Open jimkring opened 2 years ago

jimkring commented 2 years ago

Hi @Nicholaswogan.

Thanks for the great tools! I was looking at this stack overflow discussion where you posted an example of using NumbaMinpack for curve fitting.

I was wondering if NumbaMinpack (and this general approach you showed in that thread -- and copied below) can be made to work with Numba's cuda functionality.

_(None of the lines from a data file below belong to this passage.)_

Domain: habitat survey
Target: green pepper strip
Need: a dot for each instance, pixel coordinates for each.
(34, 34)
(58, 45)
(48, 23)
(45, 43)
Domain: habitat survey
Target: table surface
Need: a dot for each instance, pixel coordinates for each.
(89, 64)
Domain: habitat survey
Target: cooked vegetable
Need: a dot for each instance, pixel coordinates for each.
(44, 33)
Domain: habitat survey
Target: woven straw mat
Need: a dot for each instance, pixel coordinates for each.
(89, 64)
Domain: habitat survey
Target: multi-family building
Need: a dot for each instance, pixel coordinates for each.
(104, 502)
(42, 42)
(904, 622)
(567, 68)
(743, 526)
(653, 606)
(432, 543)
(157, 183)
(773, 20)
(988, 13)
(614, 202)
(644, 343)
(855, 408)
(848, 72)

Do you know if that's possible/straightforward?

from NumbaQuadpack import quadpack_sig, dqags
from NumbaMinpack import minpack_sig, lmdif
import numpy as np
import numba as nb
import timeit
np.random.seed(0)

x = np.linspace(0,2*np.pi,100)
y = np.sin(x)+ np.random.rand(100)

@nb.jit
def fitfunction(x, A, B):
    return A*np.sin(B*x)

@nb.cfunc(minpack_sig)
def fitfunction_optimize(u_, fvec, args_):
    u = nb.carray(u_,(2,))
    args = nb.carray(args_,(200,))
    A, B = u
    x = args[:100]
    y = args[100:]
    for i in range(100):
        fvec[i] = fitfunction(x[i], A, B) - y[i] 
optimize_ptr = fitfunction_optimize.address

@nb.cfunc(quadpack_sig)
def fitfunction_integrate(x, data):
    A = data[0]
    B = data[1]
    return fitfunction(x, A, B)
integrate_ptr = fitfunction_integrate.address

@nb.njit
def fast_function():  
    try:
        neqs = 100
        u_init = np.array([2.0,.8],np.float64)
        args = np.append(x,y)
        fitparam, fvec, success, info = lmdif(optimize_ptr , u_init, neqs, args)
        if not success:
            raise Exception

        lower = 0.0
        uppers = np.linspace(np.pi,np.pi*2.0,200)
        solutions = np.empty(len(uppers))
        for i in range(len(uppers)):
            solutions[i], abserr, success = dqags(integrate_ptr, lower, uppers[i], data = fitparam)
            if not success:
                raise Exception
    except:
        print('doing something else')

fast_function()
iters = 1000
t_nb = timeit.Timer(fast_function).timeit(number=iters)/iters
print(t_nb)

Thanks.

Nicholaswogan commented 2 years ago

Thanks! Unfortunately, I do not think you can’t use numba minpack with cuda. These extensions are compiled for the CPU, so I don’t think there is any way it can run on the GPU. There would need to be a cuda GPU implementation of minpack, which I do not think exists.